JAX receives federal grant to improve CRISPR-Cas9 accuracy, efficiency and reliability

A two-year grant totaling $455,000 from the National Institutes of Health to Michael V. Wiles, Ph.D., senior director of Technology Evaluation and Development at The Jackson Laboratory, will support research to improve the accuracy and efficiency of genome editing for research, drug testing and future therapeutic delivery.

The technology known as CRISPR-Cas9 has revolutionized scientists’ ability to edit the genomes of plants and animals, including mice and humans, to study and manipulate the genome. However, the promise of consistent and reproducible therapeutic delivery of modifications to the genome faces technical obstacles, particularly when researchers attempt to insert relatively long segments of DNA into a genome.

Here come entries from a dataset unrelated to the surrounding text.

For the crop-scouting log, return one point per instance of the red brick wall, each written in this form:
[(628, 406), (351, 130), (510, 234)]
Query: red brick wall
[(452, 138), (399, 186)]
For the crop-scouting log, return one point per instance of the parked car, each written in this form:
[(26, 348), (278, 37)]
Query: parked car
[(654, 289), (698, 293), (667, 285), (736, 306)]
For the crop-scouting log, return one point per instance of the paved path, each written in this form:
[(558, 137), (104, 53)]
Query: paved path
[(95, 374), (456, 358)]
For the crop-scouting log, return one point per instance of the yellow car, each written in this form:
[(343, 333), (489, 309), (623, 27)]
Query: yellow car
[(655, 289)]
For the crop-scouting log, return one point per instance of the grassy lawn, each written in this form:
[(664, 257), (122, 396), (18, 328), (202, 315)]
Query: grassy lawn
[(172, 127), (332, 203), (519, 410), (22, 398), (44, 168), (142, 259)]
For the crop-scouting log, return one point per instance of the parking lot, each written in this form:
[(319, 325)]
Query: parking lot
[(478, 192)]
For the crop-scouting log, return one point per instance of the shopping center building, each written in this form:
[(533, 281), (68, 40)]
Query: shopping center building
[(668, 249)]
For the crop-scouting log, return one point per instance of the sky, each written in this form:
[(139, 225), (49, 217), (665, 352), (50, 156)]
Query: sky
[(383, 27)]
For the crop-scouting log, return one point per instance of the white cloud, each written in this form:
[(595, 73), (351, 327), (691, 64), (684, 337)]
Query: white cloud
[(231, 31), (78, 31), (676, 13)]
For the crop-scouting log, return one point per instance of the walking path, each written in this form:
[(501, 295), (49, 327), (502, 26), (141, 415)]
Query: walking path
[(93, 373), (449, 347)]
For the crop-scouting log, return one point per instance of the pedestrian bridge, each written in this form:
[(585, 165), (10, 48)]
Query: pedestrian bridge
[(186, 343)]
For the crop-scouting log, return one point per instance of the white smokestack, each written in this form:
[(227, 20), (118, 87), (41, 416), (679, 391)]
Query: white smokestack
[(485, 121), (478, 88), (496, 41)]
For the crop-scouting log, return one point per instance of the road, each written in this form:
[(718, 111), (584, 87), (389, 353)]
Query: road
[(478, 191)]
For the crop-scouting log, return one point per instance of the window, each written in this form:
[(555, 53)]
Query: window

Harnessing a precise natural process of DNA repair (known as homology directed repair or HDR) is vital for achieving a perfect, seamless replacement of a faulty gene within its native environment. CRISPR-Cas9 experiments in mice show that HDR doesn’t always as efficiently as needed, and the current processes for screening mice for correctly edited DNA are time-consuming, laborious and expensive.

Wiles and his team are developing rigorous testing regimes to determine which processes and techniques lead to the highest accurate editing rates in the gene-editing process in mouse embryos.

“The broad goal of this work,” Wiles says, “is to significantly improve the reliability and efficiency of targeted nuclease-mediated HDR by developing and validating a high-throughput, low-cost approach capable of testing multiple variables for targeting HDR directly in mouse zygotes, and making this information publicly available” to the research community.